Le sanzioni da parte di Stati Uniti ai vertici dell’esercito sono efficaci o rischiano di far scivolare il Myanmar nell’orbita cinese?
Bisogna vedere che tipo di sanzioni vogliono applicare, oltre a quelle che hanno già imposto. E che erano doverose per un Paese che si dichiara difensore dei diritti umani e la democrazia. C’è un gioco molto sottile tra la necessità di non alienarsi completamente il Paese, che avrebbe l’effetto di farlo scivolare nell’orbita Cinese, e dall’altro di mantenersi coerente con l’impostazione retorica che permea tutta la politica estera americana. Poi, che questa sia sostanziale o meno è un altro discorso.
Quanto all’Ue, così come tutto l’occidente, ha incrementato le sue esportazioni e importazioni, garantisce al Myanmar un regime agevolato, come per tutti i paesi in via di sviluppo. Anche qui bisogna vedere se l’Unione deciderà di limitarsi a sanzionare i militari o se deciderà, invece, di bloccare questo regime di agevolazioni tariffarie. Questo avrebbe sicuramente un effetto sull’economia del Paese.

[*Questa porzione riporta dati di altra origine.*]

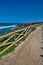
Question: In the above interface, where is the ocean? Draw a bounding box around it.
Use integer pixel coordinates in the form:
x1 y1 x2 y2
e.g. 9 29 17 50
0 23 17 35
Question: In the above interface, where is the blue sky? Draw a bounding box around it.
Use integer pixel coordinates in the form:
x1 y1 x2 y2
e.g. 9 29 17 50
0 0 43 23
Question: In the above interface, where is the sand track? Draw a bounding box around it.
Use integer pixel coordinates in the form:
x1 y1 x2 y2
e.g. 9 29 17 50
0 26 42 65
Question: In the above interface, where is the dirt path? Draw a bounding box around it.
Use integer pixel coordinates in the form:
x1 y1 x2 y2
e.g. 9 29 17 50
0 26 42 65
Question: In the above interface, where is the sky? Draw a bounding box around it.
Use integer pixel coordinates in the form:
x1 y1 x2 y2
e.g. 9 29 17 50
0 0 43 23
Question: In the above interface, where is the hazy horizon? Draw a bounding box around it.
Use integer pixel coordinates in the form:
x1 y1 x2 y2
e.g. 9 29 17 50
0 0 43 23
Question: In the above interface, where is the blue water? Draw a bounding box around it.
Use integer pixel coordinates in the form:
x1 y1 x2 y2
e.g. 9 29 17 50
0 23 17 35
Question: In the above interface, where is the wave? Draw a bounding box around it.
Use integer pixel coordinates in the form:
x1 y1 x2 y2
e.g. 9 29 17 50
0 25 16 29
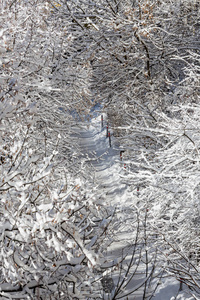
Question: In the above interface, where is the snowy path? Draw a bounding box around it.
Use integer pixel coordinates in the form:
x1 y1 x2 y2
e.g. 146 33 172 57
74 115 191 300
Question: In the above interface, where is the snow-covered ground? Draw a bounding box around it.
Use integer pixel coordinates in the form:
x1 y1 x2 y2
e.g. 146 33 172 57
77 114 194 300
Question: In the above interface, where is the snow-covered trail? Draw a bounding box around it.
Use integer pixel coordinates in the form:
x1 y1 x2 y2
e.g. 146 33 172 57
74 115 189 300
76 116 126 206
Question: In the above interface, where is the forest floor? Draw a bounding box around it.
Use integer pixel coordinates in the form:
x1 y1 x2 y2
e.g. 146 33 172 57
78 114 193 300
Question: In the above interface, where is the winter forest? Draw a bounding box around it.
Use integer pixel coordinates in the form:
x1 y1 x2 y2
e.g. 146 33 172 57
0 0 200 300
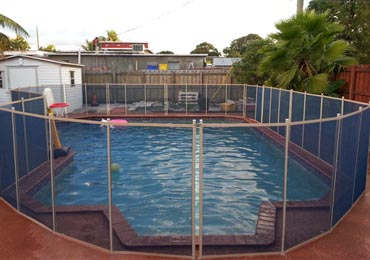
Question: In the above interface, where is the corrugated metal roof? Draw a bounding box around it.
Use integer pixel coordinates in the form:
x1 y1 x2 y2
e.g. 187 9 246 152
0 55 85 67
213 57 241 67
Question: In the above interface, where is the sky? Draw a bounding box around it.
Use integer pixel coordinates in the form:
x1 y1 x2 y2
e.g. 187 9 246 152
0 0 309 54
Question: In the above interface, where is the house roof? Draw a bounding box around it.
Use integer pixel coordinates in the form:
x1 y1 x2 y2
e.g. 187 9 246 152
213 57 241 67
0 54 84 67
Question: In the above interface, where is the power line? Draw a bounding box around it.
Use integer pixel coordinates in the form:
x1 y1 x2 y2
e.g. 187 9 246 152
117 0 196 35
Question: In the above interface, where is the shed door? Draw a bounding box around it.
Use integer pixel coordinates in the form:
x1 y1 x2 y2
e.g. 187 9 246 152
8 67 37 89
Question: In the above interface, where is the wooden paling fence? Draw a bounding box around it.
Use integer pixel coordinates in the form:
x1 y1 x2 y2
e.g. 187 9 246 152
84 64 370 103
337 64 370 103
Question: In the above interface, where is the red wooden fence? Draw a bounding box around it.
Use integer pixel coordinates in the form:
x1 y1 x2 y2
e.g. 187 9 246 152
337 64 370 103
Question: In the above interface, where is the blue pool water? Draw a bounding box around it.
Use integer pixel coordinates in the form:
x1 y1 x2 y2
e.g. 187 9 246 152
36 121 329 235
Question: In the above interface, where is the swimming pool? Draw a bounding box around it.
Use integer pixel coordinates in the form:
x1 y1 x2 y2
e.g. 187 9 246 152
36 120 330 235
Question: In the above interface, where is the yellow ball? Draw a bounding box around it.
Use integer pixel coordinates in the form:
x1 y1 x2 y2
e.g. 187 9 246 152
110 163 121 172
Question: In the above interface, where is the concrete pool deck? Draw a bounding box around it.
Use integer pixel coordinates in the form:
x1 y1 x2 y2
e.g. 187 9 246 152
0 173 370 260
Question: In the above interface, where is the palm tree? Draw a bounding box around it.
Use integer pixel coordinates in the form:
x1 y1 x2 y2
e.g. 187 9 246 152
259 11 356 93
0 14 29 51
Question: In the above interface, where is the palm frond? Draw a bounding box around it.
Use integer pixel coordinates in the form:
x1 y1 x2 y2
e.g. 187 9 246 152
0 14 29 37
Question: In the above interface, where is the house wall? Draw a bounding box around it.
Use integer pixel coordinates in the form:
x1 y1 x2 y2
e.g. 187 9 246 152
48 53 205 73
0 57 82 112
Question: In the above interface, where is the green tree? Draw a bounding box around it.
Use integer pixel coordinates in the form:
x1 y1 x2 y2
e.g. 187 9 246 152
222 33 262 57
232 39 273 85
190 42 221 57
259 11 356 93
8 35 31 51
39 44 57 52
0 14 29 52
81 30 120 51
307 0 370 64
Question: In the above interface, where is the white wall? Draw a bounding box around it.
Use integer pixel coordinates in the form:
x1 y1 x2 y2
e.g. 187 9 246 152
0 57 83 113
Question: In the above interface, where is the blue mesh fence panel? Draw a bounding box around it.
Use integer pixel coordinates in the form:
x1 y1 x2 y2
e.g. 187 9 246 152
15 114 27 177
333 114 361 225
323 98 342 118
284 126 331 250
203 127 284 255
302 123 320 155
305 95 321 120
290 93 304 146
256 87 262 121
262 88 271 123
319 121 337 165
270 88 280 123
344 101 366 114
279 90 290 136
246 86 257 118
0 108 14 194
353 108 370 202
23 99 48 171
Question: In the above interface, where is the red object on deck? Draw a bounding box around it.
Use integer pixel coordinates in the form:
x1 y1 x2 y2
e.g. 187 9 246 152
50 102 69 108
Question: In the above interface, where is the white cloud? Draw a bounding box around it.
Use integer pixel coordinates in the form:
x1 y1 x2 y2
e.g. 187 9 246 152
1 0 308 54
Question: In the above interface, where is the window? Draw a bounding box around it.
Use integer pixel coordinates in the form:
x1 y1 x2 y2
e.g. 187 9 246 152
0 71 4 88
69 70 75 87
132 44 144 52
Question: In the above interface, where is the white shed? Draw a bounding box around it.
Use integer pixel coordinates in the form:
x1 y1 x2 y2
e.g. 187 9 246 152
0 55 83 112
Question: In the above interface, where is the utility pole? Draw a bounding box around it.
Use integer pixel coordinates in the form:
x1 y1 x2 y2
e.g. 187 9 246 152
297 0 304 14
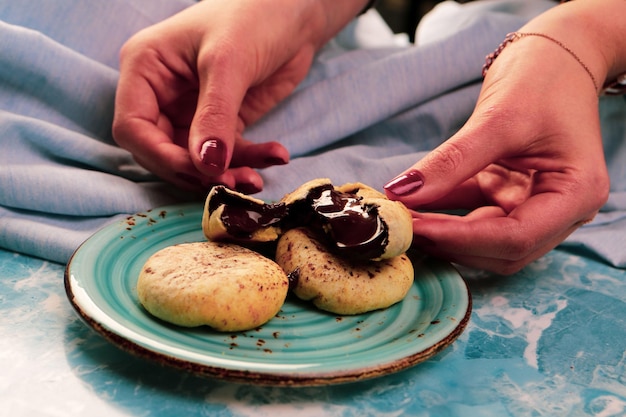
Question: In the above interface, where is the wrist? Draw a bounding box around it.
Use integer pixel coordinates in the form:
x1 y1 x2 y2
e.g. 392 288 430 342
520 0 626 92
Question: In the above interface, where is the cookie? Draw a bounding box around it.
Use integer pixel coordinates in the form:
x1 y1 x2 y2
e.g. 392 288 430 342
202 185 286 242
202 178 413 260
137 242 289 332
276 228 414 315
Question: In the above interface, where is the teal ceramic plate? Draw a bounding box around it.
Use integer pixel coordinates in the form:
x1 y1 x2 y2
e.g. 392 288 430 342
65 205 471 386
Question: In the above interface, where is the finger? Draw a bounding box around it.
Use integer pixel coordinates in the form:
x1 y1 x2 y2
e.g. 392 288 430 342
188 48 251 176
385 123 511 207
231 139 289 168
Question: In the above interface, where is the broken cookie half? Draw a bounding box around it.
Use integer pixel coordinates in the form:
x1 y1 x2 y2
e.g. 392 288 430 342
202 178 413 260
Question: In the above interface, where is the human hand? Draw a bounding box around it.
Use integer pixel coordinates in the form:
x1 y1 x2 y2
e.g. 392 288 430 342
113 0 366 192
386 32 609 274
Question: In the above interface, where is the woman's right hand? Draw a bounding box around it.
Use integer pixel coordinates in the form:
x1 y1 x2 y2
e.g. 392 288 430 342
113 0 365 192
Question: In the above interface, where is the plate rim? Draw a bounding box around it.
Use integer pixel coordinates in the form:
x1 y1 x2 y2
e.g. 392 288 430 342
64 203 472 387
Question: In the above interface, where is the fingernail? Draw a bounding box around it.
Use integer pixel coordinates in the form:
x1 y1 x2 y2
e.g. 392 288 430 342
200 138 226 172
237 183 261 194
413 235 437 247
265 156 289 165
176 172 202 186
384 170 424 196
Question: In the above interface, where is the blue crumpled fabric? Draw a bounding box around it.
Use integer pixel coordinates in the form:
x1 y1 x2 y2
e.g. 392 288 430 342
0 0 626 267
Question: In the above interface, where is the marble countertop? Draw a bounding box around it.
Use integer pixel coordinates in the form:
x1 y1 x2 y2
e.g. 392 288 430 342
0 250 626 417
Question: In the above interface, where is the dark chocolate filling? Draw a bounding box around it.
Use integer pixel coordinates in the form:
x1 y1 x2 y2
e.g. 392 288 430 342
208 186 287 238
208 184 389 260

C’è però da dire che, dal punto di vista commerciale, finanziario e degli investimenti, il Paese è molto più legato all’Asia che non all’Occidente. Quindi dipenderà molto dal tipo di sanzioni che verranno applicate. Soprattutto Washington, anche perché è difficile che l’Ue prenda decisioni molto diverse da quelle americane.